Vazgeçmiştim. Her şeyden, kendimden ve hayallerimden. Artık öylesine yaşıyordum. İçimde bitmek bilmeyen bir boşluk vardı acıyı beraberinde getiren.

Ne yapacağımı, nasıl davranacağımı bilmiyordum. Öylece dört duvar arasında oturuyor, gün boyu sokakları yıkayan güneşin doğuşunu ve batışını izliyordum. Günler geçiyordu, belki haftalar. Belki de aylar olmuştu. Ne yaptığımı cidden bilmiyordum.

O gün apar topar eve gelmiştik. Ben Leyla ve Murat'ın elleri arasında bir yıkıntıydım adeta. Annem kapıyı açmış, halimi görmüş ve endişeli bir şekilde ne olduğunu sormuştu bana. Ama ben de bilmiyordum ki. Gördüklerime inanamıyordum. Ne diyebilirdim? 'Anne sevdiğim adam mutlu ve de bebeği olacak şimdi ben böyle bir enkazken' diyemezdim.

Ne yapacağımı bilmiyordum. Bitmişti işte her şey, geri dönemezdik ki geriye. Artık onunla aramda düzeltebileceğim bir küçük şey bile yoktu. Ne kadar kabul etmek istemesem de bu hikayenin sonu böyle son bulmuştu.

Biraz geriye dönerek o günden sonra yaşadıklarımdan bahsedeyim biraz dostlarım.

Eve gelince kendimi odama atmış kimse ile konuşmadan sabaha kadar tavanı izlemiştim. Kendimden vermiş olduğum şeyleri düşününce gerçekten değiyor mu diye düşünmüş, tüm eksikliklerim üzerine kafa patlatmıştım.

Bana en ufak bile değer vermeyen, seviyorum diyerek yalan söyleyen, cesaretsiz, korkak adamın teki yüzünden çektiğim onca acıya değer miydi cidden? Ben, ben böylesine bir adam için neden kendimi harap etmiş, neden tüm hayatım bitmiş gibi davranıyordum? Benim hayatım bu kadar mı önemsizdi? Ben bu kadar mı zayıftım?

Değildim... Bu ölü toprağını üzerimden atacak ve yepyeni, beni kimsenin yıkamayacağı bir hayata başlayacaktım. Beni sevmeyen bir adam için kendimi bu kadar acizce düşürmeyecek, mutlu olarak ve onu unutarak intikam alacaktım.

Yiğit o günden sonra defalarca kez aramıştı beni. Numaramı nereden bulduğuna dair bir fikrim yoktu ama onun hayatıma izinsiz dalışlarına artık alıştığım için sorgulamamış, numarasını engellemiştim.

Murat birkaç gün yanımda kalmış ama ben onu zar zor işine göndermiştim. İnsanların gözünde yeterince güçsüz bir imaj çizdiğimi biliyordum.

Sevmemişti beni işte. Bu kadardı. Onun için hiçbir anlam ifade etmemiştim. Zorla kendimi sevdirecek halim yoktu ya? Bazen böyle olurdu. Bazen tüm duygularınızı içinize gömüp hayırlısı buymuş demek gerekiyordu.

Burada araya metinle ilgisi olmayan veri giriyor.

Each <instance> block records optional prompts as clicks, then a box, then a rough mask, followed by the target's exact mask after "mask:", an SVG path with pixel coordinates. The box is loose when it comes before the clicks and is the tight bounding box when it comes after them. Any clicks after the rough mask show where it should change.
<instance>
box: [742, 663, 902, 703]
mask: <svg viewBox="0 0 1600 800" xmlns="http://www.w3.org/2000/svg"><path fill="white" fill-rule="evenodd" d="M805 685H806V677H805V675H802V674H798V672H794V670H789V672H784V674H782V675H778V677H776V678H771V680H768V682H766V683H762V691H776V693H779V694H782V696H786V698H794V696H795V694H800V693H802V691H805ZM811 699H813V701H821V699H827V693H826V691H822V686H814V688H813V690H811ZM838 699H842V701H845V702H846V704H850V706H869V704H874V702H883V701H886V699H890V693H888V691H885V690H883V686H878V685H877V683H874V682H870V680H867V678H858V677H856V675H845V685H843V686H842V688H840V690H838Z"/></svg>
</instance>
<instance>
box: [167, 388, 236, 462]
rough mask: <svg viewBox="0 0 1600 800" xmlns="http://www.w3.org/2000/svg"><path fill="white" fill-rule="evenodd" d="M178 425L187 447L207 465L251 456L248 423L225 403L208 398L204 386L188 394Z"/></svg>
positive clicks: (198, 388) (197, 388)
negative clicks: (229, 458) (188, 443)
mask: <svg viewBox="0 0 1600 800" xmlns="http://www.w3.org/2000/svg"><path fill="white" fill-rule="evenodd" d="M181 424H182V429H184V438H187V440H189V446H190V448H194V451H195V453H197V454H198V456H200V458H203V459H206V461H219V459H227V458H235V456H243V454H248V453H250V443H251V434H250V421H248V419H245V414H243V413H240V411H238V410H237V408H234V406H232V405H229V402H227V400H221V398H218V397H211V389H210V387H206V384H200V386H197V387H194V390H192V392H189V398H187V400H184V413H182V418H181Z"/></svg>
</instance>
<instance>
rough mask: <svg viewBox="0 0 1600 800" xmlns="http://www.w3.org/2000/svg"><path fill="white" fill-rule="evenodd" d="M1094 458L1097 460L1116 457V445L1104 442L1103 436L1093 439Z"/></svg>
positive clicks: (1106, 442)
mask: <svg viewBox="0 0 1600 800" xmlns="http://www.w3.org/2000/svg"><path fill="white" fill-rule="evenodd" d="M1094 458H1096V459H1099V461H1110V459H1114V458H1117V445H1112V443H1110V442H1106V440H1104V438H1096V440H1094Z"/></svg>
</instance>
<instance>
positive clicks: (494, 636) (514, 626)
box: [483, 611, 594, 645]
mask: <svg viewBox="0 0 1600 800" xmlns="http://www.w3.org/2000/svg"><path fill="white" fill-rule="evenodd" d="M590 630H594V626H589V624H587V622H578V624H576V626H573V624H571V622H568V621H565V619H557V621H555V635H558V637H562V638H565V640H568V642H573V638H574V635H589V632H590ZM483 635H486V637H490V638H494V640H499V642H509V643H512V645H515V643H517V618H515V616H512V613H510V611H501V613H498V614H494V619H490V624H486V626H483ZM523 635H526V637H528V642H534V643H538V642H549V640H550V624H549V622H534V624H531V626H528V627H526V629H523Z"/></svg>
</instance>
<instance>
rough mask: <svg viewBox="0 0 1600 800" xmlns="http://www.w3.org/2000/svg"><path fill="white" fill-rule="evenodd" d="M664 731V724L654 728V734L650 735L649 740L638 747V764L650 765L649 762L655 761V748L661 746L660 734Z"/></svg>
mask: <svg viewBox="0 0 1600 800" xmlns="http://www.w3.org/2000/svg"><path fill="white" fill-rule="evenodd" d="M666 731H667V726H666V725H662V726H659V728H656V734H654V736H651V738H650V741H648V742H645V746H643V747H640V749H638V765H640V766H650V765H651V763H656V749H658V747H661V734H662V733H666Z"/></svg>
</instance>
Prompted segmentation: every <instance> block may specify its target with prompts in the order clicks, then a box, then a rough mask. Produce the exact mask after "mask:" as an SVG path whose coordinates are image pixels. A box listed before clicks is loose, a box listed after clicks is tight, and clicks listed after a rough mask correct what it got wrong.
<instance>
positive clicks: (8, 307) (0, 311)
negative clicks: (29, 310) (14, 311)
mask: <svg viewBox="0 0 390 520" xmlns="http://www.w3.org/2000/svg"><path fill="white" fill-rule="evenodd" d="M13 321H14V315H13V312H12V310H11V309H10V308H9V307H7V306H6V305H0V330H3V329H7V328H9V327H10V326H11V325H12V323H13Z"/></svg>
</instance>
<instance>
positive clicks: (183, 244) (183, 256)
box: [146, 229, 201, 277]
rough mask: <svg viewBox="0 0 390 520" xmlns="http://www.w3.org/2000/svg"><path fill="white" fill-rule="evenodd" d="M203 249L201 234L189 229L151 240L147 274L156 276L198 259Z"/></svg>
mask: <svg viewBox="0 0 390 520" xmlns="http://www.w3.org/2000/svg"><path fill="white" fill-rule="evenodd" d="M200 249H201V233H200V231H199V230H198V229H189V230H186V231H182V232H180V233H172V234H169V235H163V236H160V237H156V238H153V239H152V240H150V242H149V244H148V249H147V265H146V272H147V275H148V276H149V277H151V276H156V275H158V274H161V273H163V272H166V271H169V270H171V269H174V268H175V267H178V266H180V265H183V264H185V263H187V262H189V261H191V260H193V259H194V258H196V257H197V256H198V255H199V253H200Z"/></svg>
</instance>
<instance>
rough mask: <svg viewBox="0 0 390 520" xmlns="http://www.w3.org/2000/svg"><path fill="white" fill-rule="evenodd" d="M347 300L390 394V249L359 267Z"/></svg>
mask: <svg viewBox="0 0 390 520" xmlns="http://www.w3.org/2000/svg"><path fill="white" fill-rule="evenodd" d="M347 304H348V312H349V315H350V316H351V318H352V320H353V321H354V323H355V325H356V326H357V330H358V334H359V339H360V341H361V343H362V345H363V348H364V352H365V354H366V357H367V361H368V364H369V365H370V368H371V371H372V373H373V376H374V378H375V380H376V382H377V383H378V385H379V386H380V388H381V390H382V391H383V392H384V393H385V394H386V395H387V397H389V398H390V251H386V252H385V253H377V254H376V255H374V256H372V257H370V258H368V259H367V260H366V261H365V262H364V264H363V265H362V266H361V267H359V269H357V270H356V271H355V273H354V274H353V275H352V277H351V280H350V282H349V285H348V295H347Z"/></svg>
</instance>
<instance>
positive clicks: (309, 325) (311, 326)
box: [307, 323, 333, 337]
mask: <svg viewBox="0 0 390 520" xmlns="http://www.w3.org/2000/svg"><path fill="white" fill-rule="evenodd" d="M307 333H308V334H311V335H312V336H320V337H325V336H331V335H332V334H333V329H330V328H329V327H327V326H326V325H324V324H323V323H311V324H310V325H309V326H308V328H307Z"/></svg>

Annem ve teyzem beni yalnız bırakmıyordu. Leyla sürekli yanımdaydı. Kendime bir şey yapacak olmamdan korkuyorlardı ama hayır ben, beni sevmeyen biri için hayatımı hiçe sayacak bir kadın değildim.

Evet, büyük bir depresyonun batağındaydım. Ne yemek istiyordum ne de bir şeyler yapmak. Odamda takılıp kendini kitaplarıma veriyordum. Çünkü yapacak bir şey yoktu. Bir işim yoktu, bir amacım yoktu. Kabul etmek istemesem de ben onun yüzünden kendimi mahvetmiştim. Hayatımın mahvolmasında onun da payı vardı ama dönüp bakınca her şeyi kendime yapan bendim.

Ona kendimden çok değer veren, her şeyi, ideallerimi onun için geri plana atan bendim. Kendi ellerimle kendi hayatımın içine etmiştim.

Ve kendi hayatımı ancak ve ancak kendim toparlayabilirdim.

İşe annem ve kendim için bir ev bularak başlamıştım. Teyzem ne kadar itiraz etse de onlara daha fazla yük olmak istemiyordum. Zaten evlerimiz arası mesafe çok değildi. Annem yine istediği gibi gidip gelebilirdi. Bir emlakçıyı arayıp eski evimizi satmış ve ondan gelen para ile yeni evimizi düzmüştüm. Oraya tekrar gitmek istemiyordum ama birkaç değerli eşyamı almak için gitmek zorundaydım. Oraya gidersem onunla karşılaşırım diye korkuyordum çünkü yüzüne bakmak istemiyordum. Yüzünü görmek istemiyordum.